The appellate court affirmed the trial court action. The court reviewed the primary elements of Save Tara, including the CEQA definition of “approval” which commits the decisionmaker to a definite course of action, the timing of CEQA compliance at the earliest feasible time, and the potential for bureaucratic and financial momentum to render an EIR a “post hoc rationalization”. In Save Tara, the California Supreme Court had instructed that courts should look to the terms of a development agreement and its surrounding circumstances to determine whether, as a practical matter, the agency has committed to the project so as to preclude consideration of alternatives or mitigation measures, including the alternative of not proceeding with the project. Applying these principles to the term sheet, the Cedar Fair court looked primarily to the language of the document itself. The term sheet stated its purpose to set forth “preliminary” terms negotiated by the parties to date, explicitly stating that it was not binding and was intended to provide a general framework for subsequent binding negotiations on the stadium project. The term sheet required CEQA compliance and provided the City with sole discretion to modify the project as necessary, to select other feasible CEQA alternatives or to decide not to proceed with the project. The court also cited to the City staff report for the Negotiating Agreement extension, which explained that the stadium project would not proceed until mutually acceptable agreements were negotiated “based upon information produced from the CEQA environmental review process and from other public review and hearing processes.” The staff report further noted that the Negotiating Agreement provided the City with an “off-ramp to exit the stadium project” if the negotiations proved unsuccessful. The court noted that while the term sheet was “extremely detailed, it expressly binds the parties to only continue negotiating in good faith” and not to the stated preliminary terms. The court also stated that neither City expenditures on consultant support nor advocacy for a proposed project necessarily equated to commitment to the project. Based on the term sheet and viewed in light of the surrounding circumstances, the court concluded that approval of the term sheet was not a project approval under CEQA.
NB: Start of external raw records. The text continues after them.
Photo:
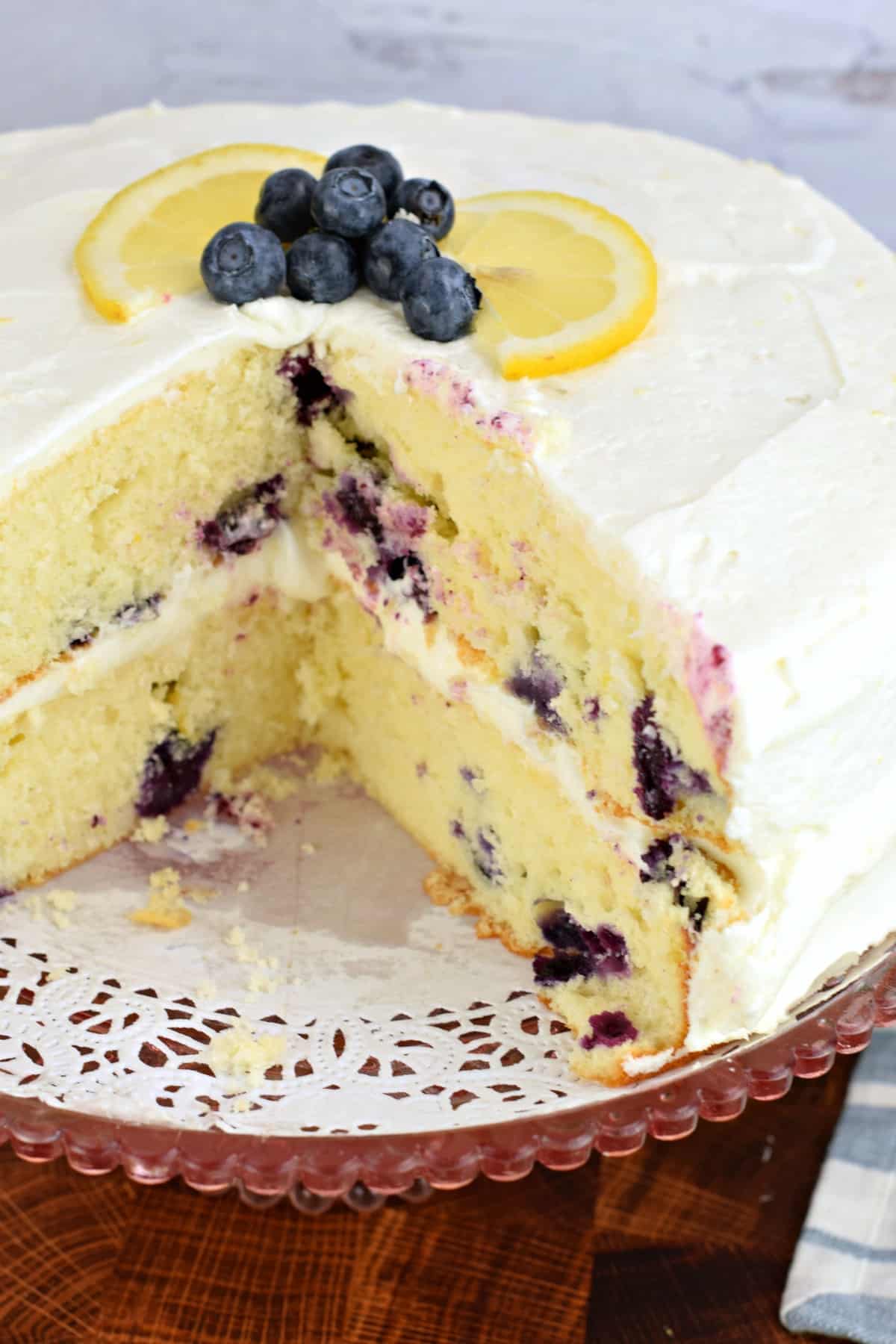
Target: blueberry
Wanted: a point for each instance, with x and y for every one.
(246, 519)
(285, 203)
(609, 1028)
(355, 505)
(393, 253)
(440, 300)
(314, 394)
(321, 268)
(171, 772)
(539, 685)
(141, 609)
(243, 262)
(600, 952)
(348, 202)
(430, 202)
(662, 777)
(559, 968)
(381, 163)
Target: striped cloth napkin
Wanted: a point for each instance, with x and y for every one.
(842, 1280)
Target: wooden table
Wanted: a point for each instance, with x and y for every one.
(684, 1242)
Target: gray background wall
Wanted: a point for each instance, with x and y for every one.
(809, 85)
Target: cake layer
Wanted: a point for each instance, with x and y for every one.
(669, 561)
(442, 520)
(96, 539)
(612, 947)
(137, 735)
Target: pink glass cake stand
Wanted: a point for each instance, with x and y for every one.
(104, 1062)
(363, 1171)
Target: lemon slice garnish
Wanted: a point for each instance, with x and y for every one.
(144, 245)
(563, 281)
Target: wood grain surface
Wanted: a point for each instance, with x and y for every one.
(684, 1242)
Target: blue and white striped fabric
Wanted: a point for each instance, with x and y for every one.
(842, 1280)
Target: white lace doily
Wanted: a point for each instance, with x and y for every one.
(379, 1011)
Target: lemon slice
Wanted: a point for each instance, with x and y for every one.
(144, 245)
(563, 281)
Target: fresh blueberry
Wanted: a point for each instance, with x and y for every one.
(321, 268)
(243, 262)
(430, 202)
(171, 772)
(285, 203)
(348, 202)
(393, 253)
(381, 163)
(440, 300)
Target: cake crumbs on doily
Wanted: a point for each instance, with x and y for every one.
(151, 830)
(262, 983)
(240, 1054)
(164, 906)
(55, 906)
(448, 889)
(250, 812)
(202, 895)
(246, 952)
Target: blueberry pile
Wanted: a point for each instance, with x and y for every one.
(323, 238)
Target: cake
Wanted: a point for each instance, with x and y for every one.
(615, 645)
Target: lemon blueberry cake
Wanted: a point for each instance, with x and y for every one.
(594, 597)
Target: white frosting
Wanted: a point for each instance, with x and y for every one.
(742, 453)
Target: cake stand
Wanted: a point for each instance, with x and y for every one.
(386, 1050)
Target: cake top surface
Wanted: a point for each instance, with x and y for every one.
(747, 432)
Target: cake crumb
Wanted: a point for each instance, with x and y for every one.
(238, 1053)
(151, 830)
(166, 906)
(448, 889)
(262, 983)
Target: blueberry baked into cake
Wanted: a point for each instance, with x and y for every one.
(559, 502)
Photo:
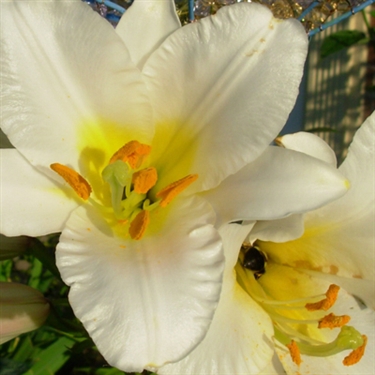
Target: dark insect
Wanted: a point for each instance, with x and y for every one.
(254, 260)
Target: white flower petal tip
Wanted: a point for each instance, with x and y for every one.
(32, 204)
(238, 341)
(23, 309)
(161, 20)
(277, 184)
(148, 302)
(309, 144)
(72, 87)
(211, 72)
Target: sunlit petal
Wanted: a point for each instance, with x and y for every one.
(281, 230)
(145, 25)
(222, 71)
(239, 338)
(339, 238)
(144, 302)
(35, 204)
(303, 183)
(309, 144)
(64, 68)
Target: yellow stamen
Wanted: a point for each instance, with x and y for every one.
(294, 352)
(332, 321)
(326, 303)
(139, 225)
(172, 190)
(356, 355)
(74, 179)
(144, 180)
(132, 152)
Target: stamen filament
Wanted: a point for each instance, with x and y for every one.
(74, 179)
(332, 321)
(168, 193)
(348, 338)
(139, 225)
(326, 303)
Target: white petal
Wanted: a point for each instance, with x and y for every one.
(274, 367)
(219, 96)
(363, 321)
(340, 237)
(144, 302)
(362, 289)
(31, 203)
(145, 25)
(66, 75)
(281, 230)
(280, 182)
(309, 144)
(238, 341)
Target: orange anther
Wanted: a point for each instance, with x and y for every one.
(326, 303)
(332, 321)
(132, 152)
(172, 190)
(144, 180)
(74, 179)
(356, 355)
(139, 225)
(294, 352)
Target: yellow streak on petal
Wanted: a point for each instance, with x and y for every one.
(74, 179)
(144, 180)
(294, 352)
(326, 303)
(172, 190)
(332, 321)
(132, 152)
(139, 225)
(356, 355)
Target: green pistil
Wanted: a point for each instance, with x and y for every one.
(348, 338)
(118, 175)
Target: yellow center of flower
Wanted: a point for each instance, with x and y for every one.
(132, 198)
(297, 321)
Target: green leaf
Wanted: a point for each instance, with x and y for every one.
(339, 41)
(10, 367)
(49, 360)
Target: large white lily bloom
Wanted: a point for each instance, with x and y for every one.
(268, 310)
(137, 143)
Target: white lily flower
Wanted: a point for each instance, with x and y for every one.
(262, 305)
(22, 309)
(151, 141)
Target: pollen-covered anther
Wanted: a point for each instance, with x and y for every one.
(326, 303)
(356, 355)
(74, 179)
(133, 153)
(294, 352)
(172, 190)
(332, 321)
(144, 180)
(139, 225)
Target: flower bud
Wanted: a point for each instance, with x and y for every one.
(11, 247)
(22, 309)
This case confirms the Save Tara principles that determining whether a development-related agreement constitutes a project approval under CEQA is highly factual. In addition to extensive discussion of Save Tara, the analysis sets forth the relevant facts from the stadium term sheet and “surrounding circumstances” and shows how they balance in favor of the City’s action in this instance. The recent Parchester Village Neighborhood Council case cited in the decision also balanced the relevant facts in favor of a city action, finding that approval of a municipal services agreement was not a project approval. By contrast, the Riverwatch case cited in the decision determined that a water district agreement to provide recycled water to a landfill operator was invalid because it committed the agency to action without benefit of CEQA compliance. Through Cedar Fair and other recent cases, the courts are providing useful guidance on how the facts of a particular situation may weigh one way or the other in the Save Tara balance.